Everyone else is speculating, so why not yours truly, because, after all Nobody asked me, but....
Here's my take on the known, likely short-listed candidates:
- Sen. Evan Bayh: Bayh matches the change mantra of Sen. Obama's campaign. Another junior Senator, Bayh cannot be confused with the same ol' same old in Washington. However, is the risk of losing Bayh's seat in the Senate worth picking him?
- Sen. Joe Biden: He's certainly experienced, but he comes with a load of negative history, as well, not the least of which are his own words spoken against Sen. Obama back in February.
- Sen. Hillary Clinton: I'll hold her for the end.
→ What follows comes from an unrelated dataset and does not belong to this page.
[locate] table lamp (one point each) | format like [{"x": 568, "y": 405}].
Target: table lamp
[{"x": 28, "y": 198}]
- VP Al Gore: To pick Gore would be to pick a former VP, and to many who still resist the reality of the electoral college, the actual winner of the 2000 election. Besides, if Gore ever runs for any office, he'll be forced to defend his Global Warming hysteria ... and he certainly doesn't want to have do that!
- Gov. Tim Kaine: Another fresh face, a frequent Sunday morning talk-show guest. Yet, regarding any similarly fresh candidate, the echoes of the media repeatedly chiding George W. Bush selection of Dick Cheney because the latter brought gravitas to the campaign will haunt the Obama campaign.
- Sen. Sam Nunn: Another seasoned legislator, Nunn's Conservative values would cause certain friction with the extreme Left wing supporting Obama's candidacy.
- Gov. Kathleen Sebelius: The obvious concern for selecting Gov. Sebelius is explaining to the feminists why she's better than Sen. Clinton. Of course, she lacks foreign policy experience, so where's the advantage?
Sen. Clinton is an obvious pick, not unlike her husband picking Al Gore, as she was selected over Obama by the Super Delegates during the primary. Of course, as I've said all year, Clinton is.not.out.of.the.race yet for the Democrat nominee for President. She's entitled to the roll-call vote, like any other primary contender, but her supporters may well force her nomination.
It is interesting to note that her husband, President Bill Clinton, and her daughter Chelsea, are speaking at the Convention. However, besides her own history of scandals, roughly half the country already has a negative view of her. So while a joint ticket may unite the party, it may well sink the overall campaign.
It must be noted: Sen. John Edwards was considered an automatic speaker at the convention until his peccadilloes was revealed; President Clinton has his own history of dalliances, but he's allowed to speak. Ironic, isn't it?